Trudno było nam się umówić, ale w końcu obie zgrałyśmy się w czasie. Co prawda była to jedynie kilkunastominutowa przerwa między jej zajęciami, ale cieszyłam się, że w ogóle uda nam się ponownie spotkać.
Zmieniła się nieco od czasu, kiedy kończyłyśmy szkołę, ale widocznie ja zmieniłam się bardziej, bo nie poznała mnie mimo, że na pewno dostrzegła moją twarz wśród klientów uczelnianej stołówki. Wstałam więc i gdy tylko napotkałam jej spojrzenie, lustrujące wszystkich wokół w poszukiwaniu znajomej twarzy, uśmiechnęłam się, pomachałam na przywitanie i gestem zaprosiłam ją do stolika. Wyglądała na zdumioną, ale trwało to tylko chwilę. Mimo wszystko musiała mnie w końcu rozpoznać.
Gdy tylko usiadła podsunęłam w jej stronę kubek z gorącą kawą.
– Mam nadzieję, że dzisiaj jeszcze nie piłaś? – zapytałam, choć wiedziałam, że jeśli nie zmieniła nawyków, to dopiero dochodziła jej pora na kawę.

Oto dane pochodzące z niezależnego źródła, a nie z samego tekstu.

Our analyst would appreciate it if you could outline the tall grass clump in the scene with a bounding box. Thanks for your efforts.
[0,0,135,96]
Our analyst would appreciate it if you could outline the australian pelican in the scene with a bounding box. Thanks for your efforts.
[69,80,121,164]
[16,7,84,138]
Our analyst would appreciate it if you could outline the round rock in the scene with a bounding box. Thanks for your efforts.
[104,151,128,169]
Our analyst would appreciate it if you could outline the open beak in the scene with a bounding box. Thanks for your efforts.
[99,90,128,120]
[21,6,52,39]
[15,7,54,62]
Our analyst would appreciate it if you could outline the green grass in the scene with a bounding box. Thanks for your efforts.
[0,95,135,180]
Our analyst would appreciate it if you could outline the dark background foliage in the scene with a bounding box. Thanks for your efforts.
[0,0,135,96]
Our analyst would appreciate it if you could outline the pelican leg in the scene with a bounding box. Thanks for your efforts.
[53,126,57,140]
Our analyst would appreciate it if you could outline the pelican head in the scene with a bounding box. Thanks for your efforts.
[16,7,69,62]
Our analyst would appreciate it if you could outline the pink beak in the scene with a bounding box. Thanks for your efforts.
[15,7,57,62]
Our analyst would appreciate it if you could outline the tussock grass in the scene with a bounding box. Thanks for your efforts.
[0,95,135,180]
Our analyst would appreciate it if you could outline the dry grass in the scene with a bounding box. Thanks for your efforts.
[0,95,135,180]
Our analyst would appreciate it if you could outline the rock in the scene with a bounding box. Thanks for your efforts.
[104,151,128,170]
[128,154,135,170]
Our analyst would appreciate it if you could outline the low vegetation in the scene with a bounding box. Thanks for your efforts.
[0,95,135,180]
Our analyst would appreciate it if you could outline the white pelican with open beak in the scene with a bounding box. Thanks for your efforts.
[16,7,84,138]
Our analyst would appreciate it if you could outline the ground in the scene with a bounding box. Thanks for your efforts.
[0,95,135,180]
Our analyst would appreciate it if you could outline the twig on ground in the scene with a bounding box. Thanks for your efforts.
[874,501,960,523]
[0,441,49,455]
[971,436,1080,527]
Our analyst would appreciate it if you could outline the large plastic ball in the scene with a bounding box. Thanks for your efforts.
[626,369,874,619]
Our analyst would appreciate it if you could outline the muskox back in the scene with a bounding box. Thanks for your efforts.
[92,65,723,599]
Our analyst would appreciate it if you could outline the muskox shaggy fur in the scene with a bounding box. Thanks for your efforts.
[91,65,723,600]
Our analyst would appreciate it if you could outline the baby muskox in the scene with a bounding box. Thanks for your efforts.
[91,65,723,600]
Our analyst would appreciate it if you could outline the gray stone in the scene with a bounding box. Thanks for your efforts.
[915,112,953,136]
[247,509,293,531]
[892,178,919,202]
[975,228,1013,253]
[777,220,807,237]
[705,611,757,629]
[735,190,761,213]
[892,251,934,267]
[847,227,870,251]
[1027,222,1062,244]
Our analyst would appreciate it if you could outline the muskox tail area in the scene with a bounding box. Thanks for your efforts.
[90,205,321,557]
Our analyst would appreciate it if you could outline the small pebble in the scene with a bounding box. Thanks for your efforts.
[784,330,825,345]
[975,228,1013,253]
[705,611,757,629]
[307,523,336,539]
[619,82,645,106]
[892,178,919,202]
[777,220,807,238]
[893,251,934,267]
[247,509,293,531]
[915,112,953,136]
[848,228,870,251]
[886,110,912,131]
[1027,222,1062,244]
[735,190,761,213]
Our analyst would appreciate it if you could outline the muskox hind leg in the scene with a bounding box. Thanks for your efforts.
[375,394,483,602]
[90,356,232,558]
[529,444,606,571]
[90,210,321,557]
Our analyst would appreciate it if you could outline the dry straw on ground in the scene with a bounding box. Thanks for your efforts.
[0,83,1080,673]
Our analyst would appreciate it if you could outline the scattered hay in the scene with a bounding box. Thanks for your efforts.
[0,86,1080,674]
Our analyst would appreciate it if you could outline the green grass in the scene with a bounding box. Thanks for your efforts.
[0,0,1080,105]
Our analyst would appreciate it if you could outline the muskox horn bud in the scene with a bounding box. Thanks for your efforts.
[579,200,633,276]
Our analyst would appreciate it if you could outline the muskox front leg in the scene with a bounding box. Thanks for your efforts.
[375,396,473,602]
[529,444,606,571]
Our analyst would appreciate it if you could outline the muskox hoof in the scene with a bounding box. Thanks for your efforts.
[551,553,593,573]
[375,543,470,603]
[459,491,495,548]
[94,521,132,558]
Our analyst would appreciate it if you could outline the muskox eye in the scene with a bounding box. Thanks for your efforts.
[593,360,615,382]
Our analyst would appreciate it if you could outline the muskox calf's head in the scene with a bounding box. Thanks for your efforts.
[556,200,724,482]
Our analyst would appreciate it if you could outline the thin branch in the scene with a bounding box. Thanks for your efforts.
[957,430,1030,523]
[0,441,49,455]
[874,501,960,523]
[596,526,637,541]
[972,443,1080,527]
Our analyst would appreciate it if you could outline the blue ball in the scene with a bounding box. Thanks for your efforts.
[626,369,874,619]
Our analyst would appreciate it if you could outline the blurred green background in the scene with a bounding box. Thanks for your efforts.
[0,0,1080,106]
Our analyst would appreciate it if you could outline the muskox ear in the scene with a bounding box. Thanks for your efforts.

Spojrzała na mnie z pewną ostrożnością, najpewniej zastanawiając się, co sprawiło, że tak się zmieniłam. Kiedyś nie byłam tak dobrze zorganizowana i czasem można było odnieść wrażenie, że nie zwracam uwagi na takie szczegóły, jak czyjeś upodobania. W swoim pędzie byłam żywym srebrem i choć potrafiłam dawać innym wsparcie, to jednak przysparzałam o wiele więcej kłopotów, przy których sama również potrzebowałam kogoś obok. Mam wrażenie, że podczas zbyt emocjonalnych reakcji mogłam mocno obciążać tym innych, a również nie zauważać wtedy tego, co mogło trapić kogoś innego, choć nie robiłam tego specjalnie. Między innymi dlatego chciałam, żeby aktualna wersja mojej osoby spróbowała swoich sił, aby zrekompensować przeszłość chwilami teraźniejszości.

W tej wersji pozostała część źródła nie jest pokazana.